Общежитие в которое меня отправила учебная часть музыкального училища, после сдачи документов, находилось на углу двух томящихся улиц в центре города, напротив обветшалых домов, рубленных из назреватого тополя. Продавщицы мороженого, рвенно хранили в своих холодильниках вафельную прохладу, самозабвенно истекая прозрачно-липкой кровью пор. Новенький, сверкающий корбок бар носивший название «Allegro», еще салон ритуальных услуг «Lamentoso e andante» где-то в шершавом переулке. Все это было так просто, мило и даже музыкально, до того филигранно мне это казалось.

В общежитиях еще сохранился вымирающий вид – «коменданты», при этом слове в голове моей раздавались эхом обрывки команд, барабанная дробь, перед глазами мелькали кукурузные крепости и сердце сжималось в ожидании бед человеческих, но на самом деле никаких крепостей в реальности не было и быть не могло, да и какие беды могут исходить от этой выкрашенной в охру бабки? Правда кричать она умела не тише зеленых валторн Преображенского полка, как я в этом вскоре убедился, и еще команды, это да, соблюстив все формальности, она принялась зверски и умело орудовать событиями, размахивая мясницкими руками: выдать инвентарь, показать конуру, матрацы, матрацы это вообще отдельная комедия и страшный фильм ужасов, матрацная шкура была засалена до предела и походила на последнее пристанище и смертельный одр больного энурезом, а внутри, вместо полагающейся ваты, была советская, демонически спрессованная макулатура, брошенная какими-то безумными пионерами в начале 70-х!

Что-то мелькнуло, что-то сверкнуло, сдвинулось и я вдруг понял, что все эти наглые стены с притязанием на сюрреалистическую живопись, подслеповатое окно, где мирно покоились заплесневелые мухи, депрессивно двухъярусные кровати, высившиеся по углам, картонный шифлот с хрустящим таракановым мраком, огромный урчащий холодильник, очевидно с эхом, следовательно с запахом суицидных мышей и меланхолически голый патрон – люстра на проводе в стиле ню – все это было инвентарь, данный мне на пользование, даже старуха была инвентарь, аж зубы ноют, до того она была инвентарь.

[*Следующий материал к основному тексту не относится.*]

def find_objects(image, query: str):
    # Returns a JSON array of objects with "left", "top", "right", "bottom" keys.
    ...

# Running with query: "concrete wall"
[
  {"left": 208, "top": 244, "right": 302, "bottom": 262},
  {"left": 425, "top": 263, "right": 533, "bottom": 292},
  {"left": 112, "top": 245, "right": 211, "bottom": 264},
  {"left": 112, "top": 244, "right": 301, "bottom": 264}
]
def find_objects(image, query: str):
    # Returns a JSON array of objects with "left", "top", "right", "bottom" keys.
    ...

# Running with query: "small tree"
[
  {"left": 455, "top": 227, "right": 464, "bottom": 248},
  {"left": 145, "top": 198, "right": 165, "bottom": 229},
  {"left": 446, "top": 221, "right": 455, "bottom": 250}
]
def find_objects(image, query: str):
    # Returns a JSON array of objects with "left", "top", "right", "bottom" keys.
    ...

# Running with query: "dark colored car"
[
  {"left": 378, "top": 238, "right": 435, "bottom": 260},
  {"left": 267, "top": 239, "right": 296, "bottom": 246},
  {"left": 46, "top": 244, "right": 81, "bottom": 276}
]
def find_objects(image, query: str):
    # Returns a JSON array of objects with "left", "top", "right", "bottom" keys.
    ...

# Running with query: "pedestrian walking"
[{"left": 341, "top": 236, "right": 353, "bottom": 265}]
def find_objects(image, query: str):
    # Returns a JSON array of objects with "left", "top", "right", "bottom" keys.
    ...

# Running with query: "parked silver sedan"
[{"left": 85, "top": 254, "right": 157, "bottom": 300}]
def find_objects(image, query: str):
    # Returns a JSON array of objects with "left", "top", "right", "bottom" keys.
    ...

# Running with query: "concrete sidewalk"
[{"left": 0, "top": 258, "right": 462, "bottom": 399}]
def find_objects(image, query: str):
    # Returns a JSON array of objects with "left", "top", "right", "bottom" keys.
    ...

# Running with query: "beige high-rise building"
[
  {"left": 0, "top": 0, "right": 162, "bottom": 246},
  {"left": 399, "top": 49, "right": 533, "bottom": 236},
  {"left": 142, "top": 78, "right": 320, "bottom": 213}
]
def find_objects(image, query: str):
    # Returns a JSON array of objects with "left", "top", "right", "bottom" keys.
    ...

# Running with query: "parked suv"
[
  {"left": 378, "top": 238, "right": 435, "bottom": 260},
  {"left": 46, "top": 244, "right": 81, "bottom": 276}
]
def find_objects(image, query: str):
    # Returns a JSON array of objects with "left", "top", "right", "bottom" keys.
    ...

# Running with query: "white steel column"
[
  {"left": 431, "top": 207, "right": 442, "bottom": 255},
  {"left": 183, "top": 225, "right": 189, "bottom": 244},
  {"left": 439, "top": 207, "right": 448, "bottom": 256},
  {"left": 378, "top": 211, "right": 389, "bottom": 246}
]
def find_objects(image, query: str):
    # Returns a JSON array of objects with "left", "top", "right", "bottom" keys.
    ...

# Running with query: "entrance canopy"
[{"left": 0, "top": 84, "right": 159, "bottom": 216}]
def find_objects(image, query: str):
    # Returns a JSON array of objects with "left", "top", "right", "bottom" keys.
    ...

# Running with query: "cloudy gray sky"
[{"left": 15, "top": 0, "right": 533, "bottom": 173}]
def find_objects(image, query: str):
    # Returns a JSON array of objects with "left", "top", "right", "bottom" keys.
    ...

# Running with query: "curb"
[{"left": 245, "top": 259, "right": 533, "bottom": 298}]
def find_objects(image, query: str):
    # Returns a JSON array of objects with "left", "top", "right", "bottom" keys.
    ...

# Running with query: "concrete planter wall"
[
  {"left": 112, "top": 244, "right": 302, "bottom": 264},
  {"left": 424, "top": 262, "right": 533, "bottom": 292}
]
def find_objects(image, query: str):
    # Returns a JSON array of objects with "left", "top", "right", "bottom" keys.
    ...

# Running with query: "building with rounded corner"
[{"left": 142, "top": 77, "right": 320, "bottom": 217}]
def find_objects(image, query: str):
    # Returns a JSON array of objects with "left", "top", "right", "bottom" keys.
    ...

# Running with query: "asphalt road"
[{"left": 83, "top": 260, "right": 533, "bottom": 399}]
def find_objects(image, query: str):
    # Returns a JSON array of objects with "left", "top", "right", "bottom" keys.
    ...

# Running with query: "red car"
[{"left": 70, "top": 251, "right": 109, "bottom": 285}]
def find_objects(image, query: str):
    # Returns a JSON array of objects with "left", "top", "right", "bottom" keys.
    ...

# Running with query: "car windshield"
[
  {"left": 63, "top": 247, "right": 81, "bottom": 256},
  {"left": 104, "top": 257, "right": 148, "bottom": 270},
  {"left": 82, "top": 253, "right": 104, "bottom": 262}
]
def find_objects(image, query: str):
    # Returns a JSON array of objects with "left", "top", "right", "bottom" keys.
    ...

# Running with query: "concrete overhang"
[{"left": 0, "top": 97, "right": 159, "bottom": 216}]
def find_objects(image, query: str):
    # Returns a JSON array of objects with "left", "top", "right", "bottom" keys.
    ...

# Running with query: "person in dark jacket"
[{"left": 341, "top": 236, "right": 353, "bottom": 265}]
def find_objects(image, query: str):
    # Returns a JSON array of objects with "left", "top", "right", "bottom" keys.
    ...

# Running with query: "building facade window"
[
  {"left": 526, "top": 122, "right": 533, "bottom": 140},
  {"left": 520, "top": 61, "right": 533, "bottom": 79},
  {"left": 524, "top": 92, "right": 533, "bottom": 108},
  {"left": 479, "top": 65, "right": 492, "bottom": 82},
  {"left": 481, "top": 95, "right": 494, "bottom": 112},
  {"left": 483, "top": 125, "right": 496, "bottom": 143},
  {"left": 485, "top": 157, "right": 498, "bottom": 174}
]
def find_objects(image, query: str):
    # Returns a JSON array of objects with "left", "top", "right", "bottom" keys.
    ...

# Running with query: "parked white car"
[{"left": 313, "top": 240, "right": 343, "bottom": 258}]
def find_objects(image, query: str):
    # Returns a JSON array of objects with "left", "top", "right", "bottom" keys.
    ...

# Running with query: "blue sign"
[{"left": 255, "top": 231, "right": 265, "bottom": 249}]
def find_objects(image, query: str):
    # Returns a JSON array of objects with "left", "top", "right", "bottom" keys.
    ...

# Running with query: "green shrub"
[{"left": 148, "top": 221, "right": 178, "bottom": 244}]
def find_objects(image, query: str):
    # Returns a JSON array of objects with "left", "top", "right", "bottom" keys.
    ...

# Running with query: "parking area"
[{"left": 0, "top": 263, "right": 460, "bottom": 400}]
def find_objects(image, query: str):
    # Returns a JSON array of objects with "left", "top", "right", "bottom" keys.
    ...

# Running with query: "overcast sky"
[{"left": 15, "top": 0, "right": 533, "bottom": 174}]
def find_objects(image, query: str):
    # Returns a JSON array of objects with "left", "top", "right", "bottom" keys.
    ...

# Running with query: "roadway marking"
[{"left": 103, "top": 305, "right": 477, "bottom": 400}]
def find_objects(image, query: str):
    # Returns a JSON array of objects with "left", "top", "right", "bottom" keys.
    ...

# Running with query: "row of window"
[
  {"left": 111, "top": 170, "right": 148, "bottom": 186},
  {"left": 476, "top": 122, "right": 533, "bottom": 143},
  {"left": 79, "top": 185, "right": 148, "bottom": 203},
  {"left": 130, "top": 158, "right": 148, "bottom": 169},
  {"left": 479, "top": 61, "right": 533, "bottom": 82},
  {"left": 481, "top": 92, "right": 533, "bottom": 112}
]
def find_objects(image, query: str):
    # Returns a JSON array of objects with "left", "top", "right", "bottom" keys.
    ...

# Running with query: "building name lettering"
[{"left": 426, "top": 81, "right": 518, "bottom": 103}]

Но так или иначе, это была жизнь, жизнь иная и новая, а новизна прививает вкус. В конце концов это развлекало. Театральные соседи после пьяной драки напоминали вездесущих скифов после поругательства с Александром Македонским, во главе с толстым прыщавым Дарием. Напротив жил плотник-сантехник с поношенной семьей у которого ни когда не было гвоздей. Убежденные реперы – художники в тусовочных шмотках ходили красить заборы, о эти фломастеры времени, эти непревзойденные граффити глубинки! Вечером тенью появлялась выжившая из ума уборщица, подходя к мужскому туалету выливать грязную воду, так как женский был этажом выше, скользким голосом спрашивала в пустоту: «есть кто?», и не получая ответа, заходила туда с ведром. Было видно, как она ненавидела это ведро, этот туалет и тех несчастных, могущих там находиться и даже тех, кого там не было! Иногда этажами ходили китайцы в стеклянных пижамах и звериными, ласковыми глазками глядели вокруг. Китайцы прилепились маленькой коробочкой кафе к заднему фасаду общежития и тихо кормили редких посетителей, чужестранной, неведомой для них повинции, причудливой и удушливой пищей, словно к ней примешивался дух казненных Мао, но притягательной, как речи Конфуция наглухо завороченного в Майю. Впоследствии китайцы разрослись, встав на широкую восточную ногу, так, что затмили собой само общежитие, теперь это оно стало частью китайцев, вроде досадности в виде атрофированного шестого пальца, который не мешает, но с которым приходится мириться.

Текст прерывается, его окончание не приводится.